Falling Creek is a tributary of the James River located near Richmond, Virginia, United States. Approximately 23 mi in length, it varies in width between 10 ft at its source to several hundred feet in the Falling Creek Reservoir. Falling Creek rises in the Salisbury section of northwestern Chesterfield County, flows through Southside Richmond and empties into the James River roughly one mile south of the Richmond city limits. A dam located in the Meadowbrook section of the county at Hopkins Road forms the Falling Creek Reservoir, formerly used as northern Chesterfield's drinking water supply.

==Historical notes==
- In 1619, Falling Creek Ironworks (located just east of the modern-day Jefferson Davis Highway) became the first iron furnace in North America. The site is now part of a park owned by Chesterfield County.

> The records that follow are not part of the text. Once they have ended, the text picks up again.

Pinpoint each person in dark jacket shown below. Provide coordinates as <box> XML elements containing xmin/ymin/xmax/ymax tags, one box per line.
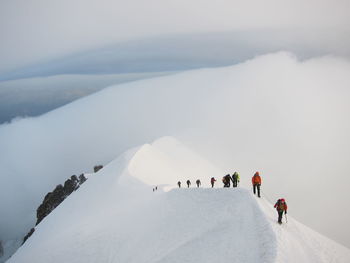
<box><xmin>222</xmin><ymin>174</ymin><xmax>231</xmax><ymax>187</ymax></box>
<box><xmin>210</xmin><ymin>177</ymin><xmax>216</xmax><ymax>188</ymax></box>
<box><xmin>232</xmin><ymin>172</ymin><xmax>239</xmax><ymax>187</ymax></box>
<box><xmin>252</xmin><ymin>172</ymin><xmax>261</xmax><ymax>197</ymax></box>
<box><xmin>274</xmin><ymin>198</ymin><xmax>288</xmax><ymax>224</ymax></box>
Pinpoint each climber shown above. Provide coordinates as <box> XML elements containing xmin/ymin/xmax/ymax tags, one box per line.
<box><xmin>232</xmin><ymin>172</ymin><xmax>239</xmax><ymax>187</ymax></box>
<box><xmin>222</xmin><ymin>174</ymin><xmax>231</xmax><ymax>187</ymax></box>
<box><xmin>252</xmin><ymin>172</ymin><xmax>261</xmax><ymax>197</ymax></box>
<box><xmin>210</xmin><ymin>177</ymin><xmax>216</xmax><ymax>188</ymax></box>
<box><xmin>274</xmin><ymin>198</ymin><xmax>287</xmax><ymax>224</ymax></box>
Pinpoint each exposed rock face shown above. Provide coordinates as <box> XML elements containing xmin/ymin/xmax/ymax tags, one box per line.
<box><xmin>94</xmin><ymin>165</ymin><xmax>103</xmax><ymax>173</ymax></box>
<box><xmin>79</xmin><ymin>174</ymin><xmax>87</xmax><ymax>184</ymax></box>
<box><xmin>63</xmin><ymin>175</ymin><xmax>79</xmax><ymax>198</ymax></box>
<box><xmin>22</xmin><ymin>174</ymin><xmax>87</xmax><ymax>245</ymax></box>
<box><xmin>35</xmin><ymin>184</ymin><xmax>66</xmax><ymax>225</ymax></box>
<box><xmin>22</xmin><ymin>228</ymin><xmax>35</xmax><ymax>245</ymax></box>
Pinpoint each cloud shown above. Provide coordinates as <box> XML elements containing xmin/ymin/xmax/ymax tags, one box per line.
<box><xmin>0</xmin><ymin>0</ymin><xmax>350</xmax><ymax>71</ymax></box>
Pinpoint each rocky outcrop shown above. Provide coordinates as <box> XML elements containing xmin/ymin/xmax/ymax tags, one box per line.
<box><xmin>36</xmin><ymin>174</ymin><xmax>86</xmax><ymax>225</ymax></box>
<box><xmin>22</xmin><ymin>174</ymin><xmax>87</xmax><ymax>245</ymax></box>
<box><xmin>22</xmin><ymin>228</ymin><xmax>35</xmax><ymax>245</ymax></box>
<box><xmin>94</xmin><ymin>165</ymin><xmax>103</xmax><ymax>173</ymax></box>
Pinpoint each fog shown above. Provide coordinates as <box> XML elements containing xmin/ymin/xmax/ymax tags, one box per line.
<box><xmin>0</xmin><ymin>53</ymin><xmax>350</xmax><ymax>252</ymax></box>
<box><xmin>0</xmin><ymin>72</ymin><xmax>172</xmax><ymax>124</ymax></box>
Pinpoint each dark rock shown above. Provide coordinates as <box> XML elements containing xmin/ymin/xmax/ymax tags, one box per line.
<box><xmin>36</xmin><ymin>184</ymin><xmax>66</xmax><ymax>225</ymax></box>
<box><xmin>63</xmin><ymin>175</ymin><xmax>79</xmax><ymax>198</ymax></box>
<box><xmin>22</xmin><ymin>228</ymin><xmax>35</xmax><ymax>245</ymax></box>
<box><xmin>94</xmin><ymin>165</ymin><xmax>103</xmax><ymax>173</ymax></box>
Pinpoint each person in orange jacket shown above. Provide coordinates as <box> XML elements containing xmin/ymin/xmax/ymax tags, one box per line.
<box><xmin>274</xmin><ymin>198</ymin><xmax>288</xmax><ymax>224</ymax></box>
<box><xmin>252</xmin><ymin>172</ymin><xmax>261</xmax><ymax>197</ymax></box>
<box><xmin>210</xmin><ymin>177</ymin><xmax>216</xmax><ymax>188</ymax></box>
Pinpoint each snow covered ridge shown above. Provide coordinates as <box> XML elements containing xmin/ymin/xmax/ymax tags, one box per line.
<box><xmin>7</xmin><ymin>137</ymin><xmax>350</xmax><ymax>263</ymax></box>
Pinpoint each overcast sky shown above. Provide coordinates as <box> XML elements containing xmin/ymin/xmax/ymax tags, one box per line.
<box><xmin>0</xmin><ymin>0</ymin><xmax>350</xmax><ymax>71</ymax></box>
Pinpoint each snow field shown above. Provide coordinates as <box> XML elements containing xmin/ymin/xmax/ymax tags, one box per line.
<box><xmin>8</xmin><ymin>137</ymin><xmax>350</xmax><ymax>263</ymax></box>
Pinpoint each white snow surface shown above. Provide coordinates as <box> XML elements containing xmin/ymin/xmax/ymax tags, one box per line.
<box><xmin>7</xmin><ymin>137</ymin><xmax>350</xmax><ymax>263</ymax></box>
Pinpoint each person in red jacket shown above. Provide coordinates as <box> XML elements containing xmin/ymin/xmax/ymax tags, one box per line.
<box><xmin>252</xmin><ymin>172</ymin><xmax>261</xmax><ymax>197</ymax></box>
<box><xmin>274</xmin><ymin>198</ymin><xmax>288</xmax><ymax>224</ymax></box>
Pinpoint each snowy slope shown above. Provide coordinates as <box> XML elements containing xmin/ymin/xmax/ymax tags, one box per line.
<box><xmin>8</xmin><ymin>137</ymin><xmax>350</xmax><ymax>263</ymax></box>
<box><xmin>0</xmin><ymin>53</ymin><xmax>350</xmax><ymax>262</ymax></box>
<box><xmin>258</xmin><ymin>199</ymin><xmax>350</xmax><ymax>263</ymax></box>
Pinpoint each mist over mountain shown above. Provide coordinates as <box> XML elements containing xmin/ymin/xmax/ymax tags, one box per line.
<box><xmin>0</xmin><ymin>53</ymin><xmax>350</xmax><ymax>262</ymax></box>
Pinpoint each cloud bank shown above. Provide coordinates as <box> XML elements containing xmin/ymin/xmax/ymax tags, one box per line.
<box><xmin>0</xmin><ymin>0</ymin><xmax>350</xmax><ymax>71</ymax></box>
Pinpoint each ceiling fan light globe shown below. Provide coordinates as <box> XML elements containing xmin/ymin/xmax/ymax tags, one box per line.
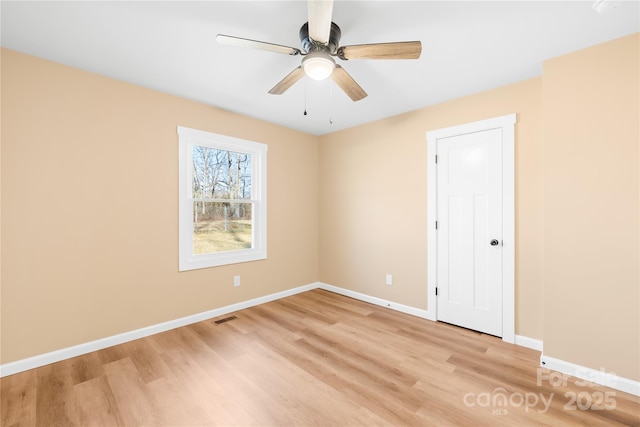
<box><xmin>302</xmin><ymin>53</ymin><xmax>336</xmax><ymax>80</ymax></box>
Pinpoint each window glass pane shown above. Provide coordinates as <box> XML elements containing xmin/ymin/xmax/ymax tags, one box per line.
<box><xmin>193</xmin><ymin>201</ymin><xmax>253</xmax><ymax>255</ymax></box>
<box><xmin>191</xmin><ymin>145</ymin><xmax>251</xmax><ymax>200</ymax></box>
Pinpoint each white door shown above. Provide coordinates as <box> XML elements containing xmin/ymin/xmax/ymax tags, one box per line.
<box><xmin>436</xmin><ymin>128</ymin><xmax>503</xmax><ymax>337</ymax></box>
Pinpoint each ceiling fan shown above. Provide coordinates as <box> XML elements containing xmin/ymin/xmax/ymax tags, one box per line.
<box><xmin>216</xmin><ymin>0</ymin><xmax>422</xmax><ymax>101</ymax></box>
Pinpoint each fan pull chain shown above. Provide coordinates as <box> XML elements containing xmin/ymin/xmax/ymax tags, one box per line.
<box><xmin>302</xmin><ymin>79</ymin><xmax>307</xmax><ymax>116</ymax></box>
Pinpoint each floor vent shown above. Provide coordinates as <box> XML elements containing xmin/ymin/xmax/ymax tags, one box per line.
<box><xmin>213</xmin><ymin>316</ymin><xmax>237</xmax><ymax>325</ymax></box>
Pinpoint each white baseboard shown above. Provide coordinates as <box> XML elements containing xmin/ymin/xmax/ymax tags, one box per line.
<box><xmin>540</xmin><ymin>354</ymin><xmax>640</xmax><ymax>396</ymax></box>
<box><xmin>0</xmin><ymin>283</ymin><xmax>318</xmax><ymax>378</ymax></box>
<box><xmin>8</xmin><ymin>282</ymin><xmax>640</xmax><ymax>396</ymax></box>
<box><xmin>318</xmin><ymin>283</ymin><xmax>435</xmax><ymax>320</ymax></box>
<box><xmin>515</xmin><ymin>335</ymin><xmax>542</xmax><ymax>351</ymax></box>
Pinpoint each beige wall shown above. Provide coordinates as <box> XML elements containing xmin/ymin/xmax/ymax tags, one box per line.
<box><xmin>543</xmin><ymin>34</ymin><xmax>640</xmax><ymax>381</ymax></box>
<box><xmin>320</xmin><ymin>78</ymin><xmax>544</xmax><ymax>339</ymax></box>
<box><xmin>1</xmin><ymin>49</ymin><xmax>319</xmax><ymax>363</ymax></box>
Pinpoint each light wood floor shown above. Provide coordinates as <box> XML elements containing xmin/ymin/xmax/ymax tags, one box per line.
<box><xmin>0</xmin><ymin>290</ymin><xmax>640</xmax><ymax>427</ymax></box>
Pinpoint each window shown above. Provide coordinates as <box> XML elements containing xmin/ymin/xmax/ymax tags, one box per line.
<box><xmin>178</xmin><ymin>126</ymin><xmax>267</xmax><ymax>271</ymax></box>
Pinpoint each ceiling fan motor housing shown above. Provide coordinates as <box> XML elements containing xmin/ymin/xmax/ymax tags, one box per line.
<box><xmin>300</xmin><ymin>22</ymin><xmax>342</xmax><ymax>55</ymax></box>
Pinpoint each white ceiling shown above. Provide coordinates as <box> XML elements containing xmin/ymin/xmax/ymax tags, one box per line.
<box><xmin>0</xmin><ymin>0</ymin><xmax>640</xmax><ymax>135</ymax></box>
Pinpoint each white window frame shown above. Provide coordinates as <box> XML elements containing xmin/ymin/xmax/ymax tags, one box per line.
<box><xmin>178</xmin><ymin>126</ymin><xmax>267</xmax><ymax>271</ymax></box>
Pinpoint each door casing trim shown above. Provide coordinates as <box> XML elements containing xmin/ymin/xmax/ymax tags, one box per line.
<box><xmin>427</xmin><ymin>113</ymin><xmax>516</xmax><ymax>344</ymax></box>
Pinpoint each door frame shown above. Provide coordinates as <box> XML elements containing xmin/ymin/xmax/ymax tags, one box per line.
<box><xmin>427</xmin><ymin>113</ymin><xmax>516</xmax><ymax>344</ymax></box>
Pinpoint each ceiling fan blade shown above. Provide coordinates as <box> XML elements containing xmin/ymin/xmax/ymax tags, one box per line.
<box><xmin>269</xmin><ymin>66</ymin><xmax>304</xmax><ymax>95</ymax></box>
<box><xmin>307</xmin><ymin>0</ymin><xmax>333</xmax><ymax>44</ymax></box>
<box><xmin>331</xmin><ymin>64</ymin><xmax>367</xmax><ymax>101</ymax></box>
<box><xmin>338</xmin><ymin>41</ymin><xmax>422</xmax><ymax>59</ymax></box>
<box><xmin>216</xmin><ymin>34</ymin><xmax>301</xmax><ymax>55</ymax></box>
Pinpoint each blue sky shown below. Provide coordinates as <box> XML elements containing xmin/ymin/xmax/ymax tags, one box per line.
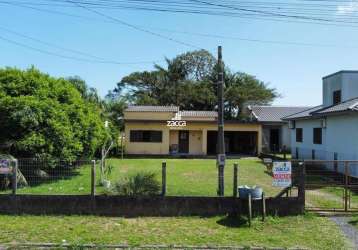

- In 1621, Falling Creek was the site of the first lead mines in North America.
- From 1750-1781, the port town of Warwick was located at the confluence of Falling Creek with the James River. During this period it was also the site of Chesterfield or Cary's Forge. This was a finery forge used to convert high carbon pig iron to low carbon iron which was built and operated by Archibald Cary of Ampthill Plantation. On April 30, 1781, General Benedict Arnold's British troops burned the town, destroying ships, warehouses, mills, tannery storehouses, and ropewalks. The Lost Town of Warwick no longer exists, but its place in history is noted on a Virginia Historical Marker nearby. The area where Warwick was located is occupied by the Spruance Plant and related industrial complex of the DuPont Company.
- Midlothian area coal mines of the Richmond Basin were located along Falling Creek near the point of origin. From a point there in the valley created by on Falling Creek, the Chesterfield Railroad, the first railroad in Virginia, was built beginning in the late 1820s to transport the product to port at the Town of Manchester (which later became South Richmond).